En mi interior algo se había
encendido, algo que sentía como obvio y primitivo pero que había
estado oculto hasta entonces. El reconocimiento de la soledad que
trasciende las relaciones sociales, de la individualidad
infinitamente desconocida para todos los demás, a veces incluso para
uno mismo. En el exterior algo se había apagado, las luces que
iluminaban el libro. Ya no lo veía, pero otra cosa llamó mi
atención: unas sombras de luz semi-danzantes, moviéndose unos
metros más allá.
Acercándome a esas figuras
descubro que me son familiares. Las observo más de cerca, quizás
con algo de temor, y descubro que son ellos, todos ellos. Los
conozco, claro. Intento dirigirme a alguno en concreto, pero no me
hacen caso, me miran y veo cómo su rostro cambia cien veces en el
mismo instante. Intento hablar más fuerte, más claro, pero nada
funciona. El ritmo de su movimiento aumenta, sus caras son
irreconocibles debido a la velocidad del cambio. De repente, todo
cesa. Ellos se paralizan, cada cambio acaba, y yo abro los ojos.
Y vuelves a estar ahí. Es
lo primero que veo cuando regreso al camino, a ti. Tus ojos están
tristes, mirándome fíjamente pero evitando mi mirada, preguntándose
"por qué". Agacho la cabeza y te abrazo. Un abrazo largo,
firme y aclarador. Pienso si existe la posibilidad de enseñarte lo
que he visto y río amargamente, por dentro.

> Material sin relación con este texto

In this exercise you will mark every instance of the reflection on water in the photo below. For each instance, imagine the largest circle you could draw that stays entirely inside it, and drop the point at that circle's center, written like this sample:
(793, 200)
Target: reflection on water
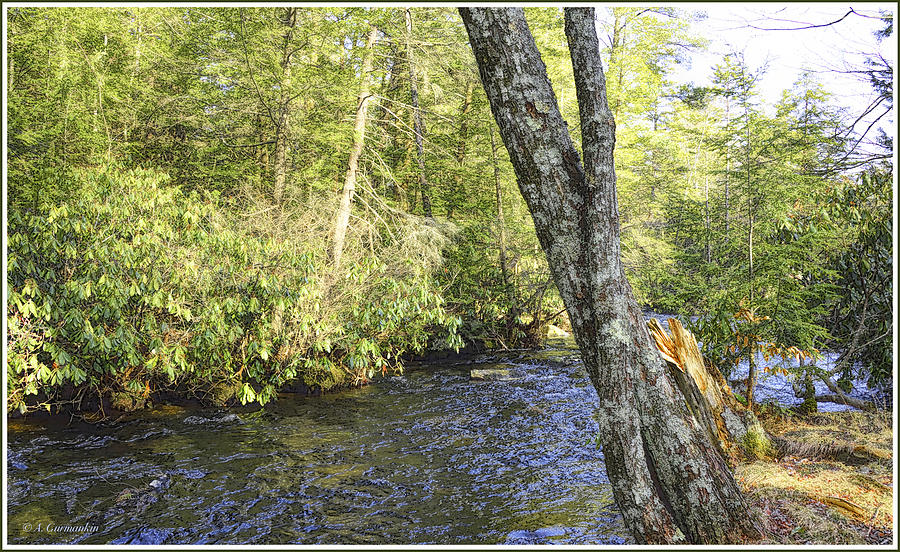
(429, 457)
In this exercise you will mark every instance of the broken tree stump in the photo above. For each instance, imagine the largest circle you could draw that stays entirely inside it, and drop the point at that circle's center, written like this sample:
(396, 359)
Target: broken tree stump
(735, 429)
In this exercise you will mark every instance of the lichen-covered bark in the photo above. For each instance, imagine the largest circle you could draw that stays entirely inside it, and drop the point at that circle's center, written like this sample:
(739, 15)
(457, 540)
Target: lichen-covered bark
(342, 218)
(669, 481)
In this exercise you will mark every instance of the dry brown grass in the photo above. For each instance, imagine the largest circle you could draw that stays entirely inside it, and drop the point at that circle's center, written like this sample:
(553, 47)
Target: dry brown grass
(820, 500)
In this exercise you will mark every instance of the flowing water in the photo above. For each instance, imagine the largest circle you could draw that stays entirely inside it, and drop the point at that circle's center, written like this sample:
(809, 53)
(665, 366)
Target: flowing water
(429, 457)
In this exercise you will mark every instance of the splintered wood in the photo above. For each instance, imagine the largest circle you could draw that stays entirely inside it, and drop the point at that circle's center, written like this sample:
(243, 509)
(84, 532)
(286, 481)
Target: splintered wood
(705, 390)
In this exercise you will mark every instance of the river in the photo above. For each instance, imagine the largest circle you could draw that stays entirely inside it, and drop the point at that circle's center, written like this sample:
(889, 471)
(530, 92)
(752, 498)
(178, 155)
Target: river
(429, 457)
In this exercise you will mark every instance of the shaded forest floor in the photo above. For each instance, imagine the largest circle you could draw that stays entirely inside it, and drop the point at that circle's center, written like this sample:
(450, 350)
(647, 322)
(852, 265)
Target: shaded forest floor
(835, 486)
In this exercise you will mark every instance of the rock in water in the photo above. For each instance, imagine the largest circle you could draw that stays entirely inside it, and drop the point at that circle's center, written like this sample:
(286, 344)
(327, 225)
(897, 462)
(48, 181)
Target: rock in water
(556, 331)
(491, 374)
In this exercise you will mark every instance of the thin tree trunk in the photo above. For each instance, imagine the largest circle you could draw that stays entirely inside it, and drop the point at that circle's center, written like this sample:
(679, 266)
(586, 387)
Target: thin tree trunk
(500, 222)
(668, 479)
(727, 164)
(458, 193)
(342, 220)
(751, 372)
(706, 224)
(281, 130)
(417, 118)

Te observo y tu rostro
quema ese amargamiento, dejando solo la risa.
Poco después, de la mano,
comenzamos a caminar otra vez, junto con las hojas y la niebla. Nos
hacemos preguntas y las intentamos responder, agradecidos de tenernos
para ello. No nos cansamos de seguir la línea recta que lleva al
horizonte. Nuestros dedos se entrelazan más firmemente que nunca.